I actually tried to help for awhile, and even started a help guide https://github.com/kstenerud/nixos-beginners-handbook/

But eventually one gets ground down and demoralized enough to just give up. It's a real shame, because I LOVE what NixOS is trying to accomplish.

1 comments

I'm not trying to judge you harshly. I'm trying to understand.

In your first post in this thread, "high tier" NixOS users were called condescending sadists. This is a libel as far as I can tell based on my own experience.

Then was a list of disliked phrases, and second to last in that list was the instruction to read the manual. I believe in reading manuals, as difficult and time-consuming as the effort may be. This made me think expectations for using the project were wrong.

Now you're linking to a repo you made to attempt to give new users a guide to getting started.

You clearly made an effort to be part of the solution. This is admirable.

I'm trying to connect dots here - what I think happened was, in the course of trying to get help filling in the blanks, you probably exhausted the patience of others trying to help you.

I question if what you've been trying to do works at this point in the project's lifecycle. What you're trying to do is hard enough in a completely mature project. In an environment where we acknowledge the incompleteness of documentation, new command line APIs that are evolving, and new ways of doing things (I'm currently thinking of containers after looking at your guide, and flakes as well), communicating a true North is extremely difficult especially if you aren't one of the core developers immersed in the current state of change.

I don't think the project is mature enough to declare a "right way" to do all the things. I don't think we have enough mature users to support filling in all the blanks, yet, either.

I'm sorry you've had the experience you've had. Maybe after taking a break, you can resume your efforts, but with tempered expectations. We're all asking a lot of people who volunteer their time to build what should be acknowledged as a strategically important approach to computing.

We need more experts. The experts we do have are over-worked and under-appreciated. Perhaps you can help us there one day too.

Yes what you say absolutely all makes sense. My main gripe is that of culture, not substance.

It's understood and well communicated that the project is not mature enough to be an easy experience for a new user, and that's perfectly fair. But unfortunately, there's a degree of gatekeeperism going on in this community that is making the environment toxic for newcomers.
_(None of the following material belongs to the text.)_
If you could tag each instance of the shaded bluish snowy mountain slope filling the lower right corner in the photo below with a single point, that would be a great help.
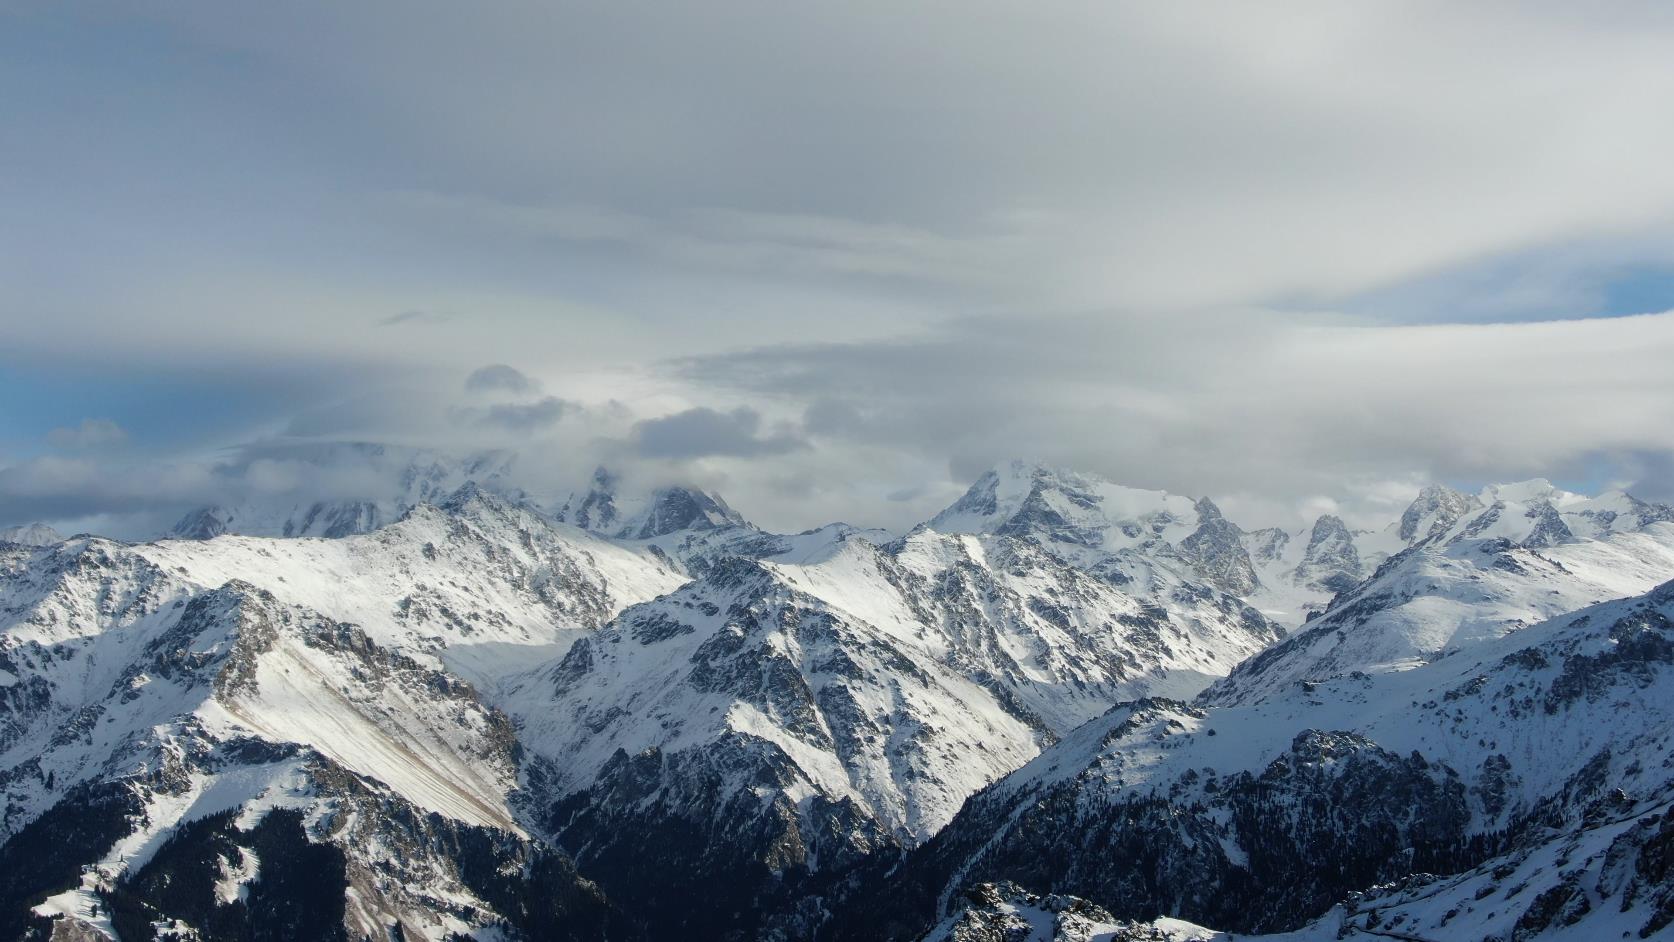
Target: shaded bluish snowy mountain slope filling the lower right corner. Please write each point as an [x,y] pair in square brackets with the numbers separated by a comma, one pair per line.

I've only seen it a few times before, but in every case, the longtimers seem unable to see it, and dismiss complaints by newcomers out of hand. Of course it's to be expected that a certain cohort of newcomers will be toxic and entitled, in which case one would absolutely be justified in dismissing them.

But that is not the case here, especially judging from the sheer number of upvotes my comments on this matter have received, and the number of blog posts in the wild about this very topic.

This is not a problem of maturity, but one of culture. And this is what exhausted me and made me give up on my attempt to make things better.